# ‘57 Corvette info needed



## Cranky Chain Cycles (Feb 4, 2019)

I’ve been eyeballing this ‘57 for a few weeks. The seller is 3 hours away so I’m reluctant to roll the dice yet. The seller claims the rear wheel should clean up but I’m not so sure. The seat needs a new cover. Chain replacement. Is there anything I’m missing? Are any of these parts salvageable? From what I’ve read the paint should come back with some effort. 











Sent from my iPad using Tapatalk


----------



## phantom (Feb 4, 2019)

Just missing the price .


----------



## Cranky Chain Cycles (Feb 4, 2019)

phantom said:


> Just missing the price .




Seller wants $200 but isn’t firm. I estimate $150 for a replacement rim, chain and seat cover. Another $125-150 for NOS whitewalls and decals. The seller gave the paint a score of 5 out of 10. 
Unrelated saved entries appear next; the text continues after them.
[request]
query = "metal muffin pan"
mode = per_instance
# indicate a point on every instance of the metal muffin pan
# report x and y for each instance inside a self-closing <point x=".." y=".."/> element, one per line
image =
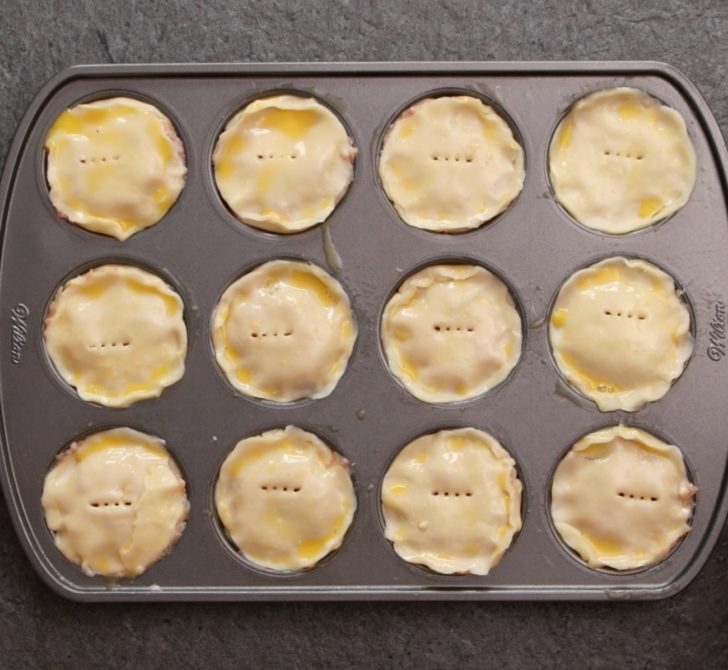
<point x="200" y="248"/>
Sent from my iPhone using Tapatalk


----------



## KevinBrick (Feb 4, 2019)

Nice bike! I would say it would be worth $200.. Not so sure I would recover the seat.. Decals look decent.. looks like a good project.. most of that rust would come off of that rear wheel.. good rider..


----------



## Sven (Feb 6, 2019)

_* 6 hours round trip...GO FOR IT.
You never know what else you might find on the way.*_


----------